Skip Montanaro wrote:

>     Graham> Neil, what would we have to do to set Quixote right? We have a
>     Graham> lot of hands (though time is always scarce ;-) but I doubt most
>     Graham> of us have a clear appreciation of the problem.
>
> Don't believe when Neil says he's "not familiar with Unicode".  He's
> apparently familiar enough to know where most of the stumbling blocks
> are. ;-)  His previous message hit most/all the places I encountered.
>
> In theory, if all body text was accumulated as unicode objects instead of
> strings and there was a way to convey the desired encoding down to the level
> where stuff gets encoded into strings for tranmission, there'd be little
> else to do.  I don't know what sort of breakage lower-level APIs in Quixote
> can tolerate, but I personal have nothing yet to be backward-compatible
> with, so I can probably charge ahead like a bull in a china shop and get
> something which works for me but isn't terribly pretty.
>

That's kind of what I thought. Maybe I had a clue after all ;-)

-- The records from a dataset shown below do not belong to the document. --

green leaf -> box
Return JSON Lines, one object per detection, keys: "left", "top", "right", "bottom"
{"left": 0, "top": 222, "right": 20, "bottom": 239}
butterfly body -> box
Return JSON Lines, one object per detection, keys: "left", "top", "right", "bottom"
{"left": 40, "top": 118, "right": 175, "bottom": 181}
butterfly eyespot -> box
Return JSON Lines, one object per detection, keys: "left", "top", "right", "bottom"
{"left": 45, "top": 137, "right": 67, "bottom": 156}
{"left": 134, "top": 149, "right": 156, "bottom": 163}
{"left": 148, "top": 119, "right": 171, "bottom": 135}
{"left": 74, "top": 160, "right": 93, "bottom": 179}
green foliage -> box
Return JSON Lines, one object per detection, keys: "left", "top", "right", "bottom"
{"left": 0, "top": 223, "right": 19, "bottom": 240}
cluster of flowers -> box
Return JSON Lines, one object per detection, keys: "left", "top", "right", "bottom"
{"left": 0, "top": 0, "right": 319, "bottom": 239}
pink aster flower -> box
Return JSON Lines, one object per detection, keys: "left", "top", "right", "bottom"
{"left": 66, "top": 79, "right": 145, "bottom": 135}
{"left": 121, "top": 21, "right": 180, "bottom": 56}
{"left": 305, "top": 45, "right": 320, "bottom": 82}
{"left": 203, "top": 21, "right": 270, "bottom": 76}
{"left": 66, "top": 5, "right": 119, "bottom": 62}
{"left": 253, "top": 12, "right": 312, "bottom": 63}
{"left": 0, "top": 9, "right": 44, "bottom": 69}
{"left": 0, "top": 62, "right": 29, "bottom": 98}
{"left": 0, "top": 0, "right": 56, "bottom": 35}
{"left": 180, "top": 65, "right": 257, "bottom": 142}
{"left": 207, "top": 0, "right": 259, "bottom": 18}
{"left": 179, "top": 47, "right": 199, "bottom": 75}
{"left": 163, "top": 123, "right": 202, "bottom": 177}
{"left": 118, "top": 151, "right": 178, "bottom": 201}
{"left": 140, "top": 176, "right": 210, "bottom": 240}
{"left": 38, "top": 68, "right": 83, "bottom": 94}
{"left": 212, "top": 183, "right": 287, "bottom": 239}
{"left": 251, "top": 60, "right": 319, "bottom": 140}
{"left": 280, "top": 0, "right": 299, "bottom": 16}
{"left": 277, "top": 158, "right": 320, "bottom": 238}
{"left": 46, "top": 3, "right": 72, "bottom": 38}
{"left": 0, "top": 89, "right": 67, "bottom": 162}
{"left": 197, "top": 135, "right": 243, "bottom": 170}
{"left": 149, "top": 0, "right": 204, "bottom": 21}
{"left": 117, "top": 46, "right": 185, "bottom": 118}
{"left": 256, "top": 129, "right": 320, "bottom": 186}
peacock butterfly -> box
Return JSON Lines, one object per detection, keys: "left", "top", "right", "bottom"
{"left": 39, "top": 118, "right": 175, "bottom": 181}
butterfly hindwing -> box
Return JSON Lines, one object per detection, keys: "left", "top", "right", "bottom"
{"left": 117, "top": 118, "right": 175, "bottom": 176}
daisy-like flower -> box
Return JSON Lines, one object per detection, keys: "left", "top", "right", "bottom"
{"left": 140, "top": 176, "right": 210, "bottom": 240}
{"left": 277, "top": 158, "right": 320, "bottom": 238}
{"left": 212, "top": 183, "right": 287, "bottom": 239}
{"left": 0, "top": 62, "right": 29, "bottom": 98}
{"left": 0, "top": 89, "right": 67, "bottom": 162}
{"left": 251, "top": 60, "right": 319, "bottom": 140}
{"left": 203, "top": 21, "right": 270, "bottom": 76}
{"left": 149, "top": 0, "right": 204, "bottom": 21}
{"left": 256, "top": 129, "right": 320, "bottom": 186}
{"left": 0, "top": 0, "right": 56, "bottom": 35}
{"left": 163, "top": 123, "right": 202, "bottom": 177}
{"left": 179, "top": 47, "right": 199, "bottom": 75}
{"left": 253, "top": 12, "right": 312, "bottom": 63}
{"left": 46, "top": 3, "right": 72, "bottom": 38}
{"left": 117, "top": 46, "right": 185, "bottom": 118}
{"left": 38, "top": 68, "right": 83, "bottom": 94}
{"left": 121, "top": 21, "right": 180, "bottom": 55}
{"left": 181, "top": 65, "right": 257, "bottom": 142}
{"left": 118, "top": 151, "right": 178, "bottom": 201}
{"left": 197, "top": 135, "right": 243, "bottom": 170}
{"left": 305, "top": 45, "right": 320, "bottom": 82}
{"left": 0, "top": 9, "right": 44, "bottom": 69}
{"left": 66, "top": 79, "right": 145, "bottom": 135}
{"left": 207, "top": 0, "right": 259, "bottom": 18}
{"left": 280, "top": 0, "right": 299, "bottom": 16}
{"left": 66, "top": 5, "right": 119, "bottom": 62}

I wonder whether "conveying the desired encoding" shouldn't just be done
at the top level:

    quixote.enable_ptl(encoding_in='iso-8859-1', encoding_out='utf-8')

unless the ptl_importer could check the encoding hint on the .ptl source
file by looking for a

   # -*- coding: iso-8859-1 -*-

line; then just an outbound encoding would be necessary.

Ultimately the Publisher object receives an 'output' value, which it
expects to be a string (or convertable to one). I'm picturing something
like this:

   if isunicode(output):
      out_enc = quixote.get_outbound_encoding()  # made up
      output = output.encode(out_enc)
      request.response.set_content_type(encoding=out_enc) # made up
   return output

in Publisher.try_publish().

And perhaps if no inbound/outbound encodings were set, Quixote could
failover to its current string-based implementation, avoiding any legacy
issues.

> Skip

-- Graham